Where do we get Probiotics?
Firstly, there are therapeutic probiotic powders and capsules, they are very potent and care should be taken when consuming them. There are also probiotics that occur naturally in traditionally prepared foods. Anything fermented will have probiotic properties, this includes lacto-fermented milk products (yogurt, kefir, cheese and butter) meat (chorizo, salami etc.) Vegetables like sauerkraut, kimchi and tempeh. Probiotics will be destroyed by heat, so to obtain the beneficial effects excess heat should be avoided.

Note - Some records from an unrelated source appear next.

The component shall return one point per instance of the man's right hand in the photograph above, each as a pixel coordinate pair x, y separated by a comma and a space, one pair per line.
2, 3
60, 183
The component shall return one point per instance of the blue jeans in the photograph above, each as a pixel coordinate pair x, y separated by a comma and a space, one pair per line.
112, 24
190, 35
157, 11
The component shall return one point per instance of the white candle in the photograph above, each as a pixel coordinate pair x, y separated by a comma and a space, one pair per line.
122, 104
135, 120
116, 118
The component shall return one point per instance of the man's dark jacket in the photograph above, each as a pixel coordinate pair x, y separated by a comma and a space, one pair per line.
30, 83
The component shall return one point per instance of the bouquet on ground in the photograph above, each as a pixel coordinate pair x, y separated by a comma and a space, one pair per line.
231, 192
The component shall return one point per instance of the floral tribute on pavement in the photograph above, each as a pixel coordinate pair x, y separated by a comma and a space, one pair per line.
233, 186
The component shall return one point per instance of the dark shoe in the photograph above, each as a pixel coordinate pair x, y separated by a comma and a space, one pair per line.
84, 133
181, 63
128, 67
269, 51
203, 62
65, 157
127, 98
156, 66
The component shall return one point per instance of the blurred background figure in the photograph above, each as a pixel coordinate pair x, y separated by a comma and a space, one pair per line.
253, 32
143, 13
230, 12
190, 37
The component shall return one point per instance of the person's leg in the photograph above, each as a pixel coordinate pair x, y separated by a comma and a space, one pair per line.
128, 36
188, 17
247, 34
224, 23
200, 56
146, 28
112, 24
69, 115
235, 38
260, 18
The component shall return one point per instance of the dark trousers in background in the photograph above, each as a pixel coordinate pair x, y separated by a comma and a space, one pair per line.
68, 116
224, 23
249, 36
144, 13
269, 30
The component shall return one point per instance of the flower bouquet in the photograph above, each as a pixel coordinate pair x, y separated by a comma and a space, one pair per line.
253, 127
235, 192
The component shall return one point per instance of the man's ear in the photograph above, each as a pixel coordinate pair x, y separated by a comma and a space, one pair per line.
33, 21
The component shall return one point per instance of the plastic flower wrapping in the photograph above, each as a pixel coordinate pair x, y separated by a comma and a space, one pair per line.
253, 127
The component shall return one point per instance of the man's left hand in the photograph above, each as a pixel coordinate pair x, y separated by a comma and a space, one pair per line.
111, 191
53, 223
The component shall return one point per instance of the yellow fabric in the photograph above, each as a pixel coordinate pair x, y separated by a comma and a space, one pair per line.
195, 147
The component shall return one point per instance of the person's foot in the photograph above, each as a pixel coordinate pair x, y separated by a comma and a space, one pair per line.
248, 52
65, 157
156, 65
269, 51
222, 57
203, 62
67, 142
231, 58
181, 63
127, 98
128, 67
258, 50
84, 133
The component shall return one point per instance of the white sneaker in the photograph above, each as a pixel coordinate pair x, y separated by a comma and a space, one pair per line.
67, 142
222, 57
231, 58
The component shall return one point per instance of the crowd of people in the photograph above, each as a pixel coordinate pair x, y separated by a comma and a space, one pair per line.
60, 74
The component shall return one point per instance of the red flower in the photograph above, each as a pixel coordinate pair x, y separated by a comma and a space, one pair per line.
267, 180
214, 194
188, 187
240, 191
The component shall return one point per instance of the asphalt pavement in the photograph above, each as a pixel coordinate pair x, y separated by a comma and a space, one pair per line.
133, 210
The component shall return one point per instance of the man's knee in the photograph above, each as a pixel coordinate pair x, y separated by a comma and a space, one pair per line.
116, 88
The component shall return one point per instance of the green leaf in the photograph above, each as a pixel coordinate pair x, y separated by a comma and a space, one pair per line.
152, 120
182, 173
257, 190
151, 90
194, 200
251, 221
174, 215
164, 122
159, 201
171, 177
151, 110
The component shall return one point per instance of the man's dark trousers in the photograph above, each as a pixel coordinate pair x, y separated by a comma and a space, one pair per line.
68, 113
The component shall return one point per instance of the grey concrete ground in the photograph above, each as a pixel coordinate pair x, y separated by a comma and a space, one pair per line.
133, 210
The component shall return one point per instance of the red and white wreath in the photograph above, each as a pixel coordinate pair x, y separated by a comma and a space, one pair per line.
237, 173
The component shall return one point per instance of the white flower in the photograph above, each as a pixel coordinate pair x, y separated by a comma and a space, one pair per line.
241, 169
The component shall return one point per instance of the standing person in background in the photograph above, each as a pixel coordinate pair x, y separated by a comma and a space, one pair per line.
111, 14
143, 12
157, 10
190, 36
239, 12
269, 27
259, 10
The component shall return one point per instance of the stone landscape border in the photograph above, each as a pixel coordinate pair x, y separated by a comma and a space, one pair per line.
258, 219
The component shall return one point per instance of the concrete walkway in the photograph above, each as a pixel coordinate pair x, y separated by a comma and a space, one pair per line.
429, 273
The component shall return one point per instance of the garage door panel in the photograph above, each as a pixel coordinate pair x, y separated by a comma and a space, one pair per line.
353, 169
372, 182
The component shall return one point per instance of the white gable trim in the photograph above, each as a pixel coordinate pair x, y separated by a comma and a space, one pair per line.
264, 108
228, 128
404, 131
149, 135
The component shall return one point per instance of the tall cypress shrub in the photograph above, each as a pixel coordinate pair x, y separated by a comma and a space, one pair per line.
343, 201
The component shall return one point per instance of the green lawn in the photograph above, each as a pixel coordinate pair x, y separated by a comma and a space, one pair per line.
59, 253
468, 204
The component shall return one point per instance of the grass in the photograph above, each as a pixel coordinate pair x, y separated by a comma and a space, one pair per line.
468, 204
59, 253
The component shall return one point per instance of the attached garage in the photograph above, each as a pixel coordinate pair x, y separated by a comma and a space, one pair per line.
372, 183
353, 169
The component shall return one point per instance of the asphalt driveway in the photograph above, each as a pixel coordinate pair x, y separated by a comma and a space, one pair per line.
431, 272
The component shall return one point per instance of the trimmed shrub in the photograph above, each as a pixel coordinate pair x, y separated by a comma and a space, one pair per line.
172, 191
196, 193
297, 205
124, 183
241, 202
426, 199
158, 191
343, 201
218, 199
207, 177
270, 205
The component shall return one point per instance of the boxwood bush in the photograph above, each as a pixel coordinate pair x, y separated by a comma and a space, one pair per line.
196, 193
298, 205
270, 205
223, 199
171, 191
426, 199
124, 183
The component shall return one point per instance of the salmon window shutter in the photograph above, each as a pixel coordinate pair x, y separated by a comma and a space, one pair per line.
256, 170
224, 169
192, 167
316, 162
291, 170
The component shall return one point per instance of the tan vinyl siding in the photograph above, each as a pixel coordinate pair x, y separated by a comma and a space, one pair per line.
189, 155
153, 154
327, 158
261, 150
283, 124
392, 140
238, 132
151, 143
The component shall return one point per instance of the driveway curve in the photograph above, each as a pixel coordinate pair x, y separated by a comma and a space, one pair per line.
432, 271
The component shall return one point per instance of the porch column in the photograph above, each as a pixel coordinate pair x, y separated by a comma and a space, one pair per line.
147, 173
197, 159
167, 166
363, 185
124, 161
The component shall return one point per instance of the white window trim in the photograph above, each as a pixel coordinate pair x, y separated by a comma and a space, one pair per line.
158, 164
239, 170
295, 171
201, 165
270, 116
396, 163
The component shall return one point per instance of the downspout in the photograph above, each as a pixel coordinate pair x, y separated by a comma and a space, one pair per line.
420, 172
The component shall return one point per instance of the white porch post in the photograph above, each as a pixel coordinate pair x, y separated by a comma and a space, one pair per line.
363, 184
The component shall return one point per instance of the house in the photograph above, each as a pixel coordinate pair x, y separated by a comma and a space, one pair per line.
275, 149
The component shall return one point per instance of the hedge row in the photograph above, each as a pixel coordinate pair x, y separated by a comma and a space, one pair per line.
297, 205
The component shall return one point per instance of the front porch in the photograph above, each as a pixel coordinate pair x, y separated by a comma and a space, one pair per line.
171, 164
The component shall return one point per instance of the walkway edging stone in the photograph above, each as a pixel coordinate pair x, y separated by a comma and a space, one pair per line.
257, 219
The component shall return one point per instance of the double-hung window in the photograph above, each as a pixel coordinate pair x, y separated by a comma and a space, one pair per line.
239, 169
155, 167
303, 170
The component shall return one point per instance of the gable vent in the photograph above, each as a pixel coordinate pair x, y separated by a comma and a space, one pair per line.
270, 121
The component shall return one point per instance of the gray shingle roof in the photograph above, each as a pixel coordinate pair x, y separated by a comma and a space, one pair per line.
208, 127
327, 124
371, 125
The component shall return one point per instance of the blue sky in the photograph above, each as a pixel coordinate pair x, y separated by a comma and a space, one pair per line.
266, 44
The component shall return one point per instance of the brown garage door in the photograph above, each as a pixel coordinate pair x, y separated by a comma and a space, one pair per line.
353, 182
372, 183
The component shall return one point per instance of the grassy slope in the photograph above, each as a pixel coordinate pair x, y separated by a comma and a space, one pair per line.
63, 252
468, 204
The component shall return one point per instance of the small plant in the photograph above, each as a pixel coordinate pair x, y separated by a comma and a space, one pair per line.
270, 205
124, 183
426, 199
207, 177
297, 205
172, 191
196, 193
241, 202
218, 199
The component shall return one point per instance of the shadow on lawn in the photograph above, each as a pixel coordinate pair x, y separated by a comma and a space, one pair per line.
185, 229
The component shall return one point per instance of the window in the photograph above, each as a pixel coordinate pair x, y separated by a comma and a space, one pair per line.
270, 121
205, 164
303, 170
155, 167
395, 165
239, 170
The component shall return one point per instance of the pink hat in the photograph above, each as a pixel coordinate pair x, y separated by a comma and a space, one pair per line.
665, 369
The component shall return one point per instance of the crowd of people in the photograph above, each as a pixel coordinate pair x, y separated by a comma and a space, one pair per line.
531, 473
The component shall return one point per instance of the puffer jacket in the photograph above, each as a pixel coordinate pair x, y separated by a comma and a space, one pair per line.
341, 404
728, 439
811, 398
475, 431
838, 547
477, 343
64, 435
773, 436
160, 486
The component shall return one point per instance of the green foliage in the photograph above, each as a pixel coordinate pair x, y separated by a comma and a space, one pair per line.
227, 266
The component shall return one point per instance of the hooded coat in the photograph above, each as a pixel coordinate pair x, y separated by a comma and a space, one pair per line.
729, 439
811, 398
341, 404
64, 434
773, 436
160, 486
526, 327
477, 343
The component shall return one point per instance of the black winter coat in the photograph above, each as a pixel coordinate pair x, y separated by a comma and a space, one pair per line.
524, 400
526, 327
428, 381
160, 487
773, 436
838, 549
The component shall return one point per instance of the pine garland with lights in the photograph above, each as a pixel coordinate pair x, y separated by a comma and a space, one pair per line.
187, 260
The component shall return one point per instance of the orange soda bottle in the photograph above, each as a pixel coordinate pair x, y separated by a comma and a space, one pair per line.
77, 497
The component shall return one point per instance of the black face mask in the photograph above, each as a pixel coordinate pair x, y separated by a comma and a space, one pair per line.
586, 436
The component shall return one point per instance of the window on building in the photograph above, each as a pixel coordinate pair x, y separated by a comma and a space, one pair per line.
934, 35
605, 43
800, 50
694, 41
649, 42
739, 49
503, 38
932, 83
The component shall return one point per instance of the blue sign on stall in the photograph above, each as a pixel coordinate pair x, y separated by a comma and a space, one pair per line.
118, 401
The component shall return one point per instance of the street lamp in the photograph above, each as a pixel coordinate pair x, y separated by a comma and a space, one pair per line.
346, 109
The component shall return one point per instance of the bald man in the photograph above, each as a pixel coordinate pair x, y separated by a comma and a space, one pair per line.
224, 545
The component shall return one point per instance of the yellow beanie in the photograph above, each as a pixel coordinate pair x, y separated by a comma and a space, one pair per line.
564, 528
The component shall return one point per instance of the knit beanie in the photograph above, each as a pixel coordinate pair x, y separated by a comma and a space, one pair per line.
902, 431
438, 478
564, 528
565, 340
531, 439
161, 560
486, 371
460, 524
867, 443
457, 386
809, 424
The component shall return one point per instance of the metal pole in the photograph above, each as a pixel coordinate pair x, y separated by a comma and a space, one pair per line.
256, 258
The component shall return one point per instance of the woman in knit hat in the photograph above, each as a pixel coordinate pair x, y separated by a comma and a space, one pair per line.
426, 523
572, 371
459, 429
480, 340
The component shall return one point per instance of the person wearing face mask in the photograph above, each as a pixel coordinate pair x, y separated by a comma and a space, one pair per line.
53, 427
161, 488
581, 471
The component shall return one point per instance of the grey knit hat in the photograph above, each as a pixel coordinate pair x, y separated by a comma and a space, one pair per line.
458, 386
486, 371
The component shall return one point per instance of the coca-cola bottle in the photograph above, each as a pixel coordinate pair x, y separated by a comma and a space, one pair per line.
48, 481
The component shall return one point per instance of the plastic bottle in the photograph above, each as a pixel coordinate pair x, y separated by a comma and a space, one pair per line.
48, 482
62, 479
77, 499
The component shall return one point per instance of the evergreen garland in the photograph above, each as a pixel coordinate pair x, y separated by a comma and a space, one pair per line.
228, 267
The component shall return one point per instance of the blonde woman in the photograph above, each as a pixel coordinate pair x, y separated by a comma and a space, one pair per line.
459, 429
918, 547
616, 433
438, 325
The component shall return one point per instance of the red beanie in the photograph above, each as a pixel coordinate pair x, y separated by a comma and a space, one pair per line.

All of those aforementioned pathogenic microbes don’t like it when you bring some new neighbours to the party, and they fight to the death for space and nutrients. When these microbes are fighting they secrete chemical compounds that might be what’s making you ill. When these chemicals and toxins overwhelm your body’s natural ability to detoxify itself, you will have an acute, and often times uncomfortable reaction. Most commonly are flu like symptoms, but you can also get things like headaches, muscle pains, digestive symptoms like constipation, diarrhea, bloating and gas, and an exacerbation of any pre existing medical conditions. Usually lasting only a week, you can reduce the severity of the reaction by ensuring adequate nutrient intake and boosting detoxification pathways. Fasting can also be helpful here. If you’re someone who’s chronically ill, your pathways will become overwhelmed very easily, perhaps even one teaspoon of live yoghurt could do it. Tweaking your dosage as to slowly increase the amount you can handle is a useful if difficult technique, as to reach your desired probiotic intake could take months or even years – yes, years, I speak with authority, it’s taken me over 2 years if incremental increase and I’m still not there yet.
A phrase I’m fond of quoting is “you can try and tell yourself you’re okay, but if your chemicals in your body are telling you that you aren’t okay, you aren’t going to feel okay“. If your microbiome isn’t producing the chemicals you need to feel happiness, how can you expect to feel happy? I hope the serotonin is flowing abundantly in your brain and that helps you to have a lovely day, thank you for reading.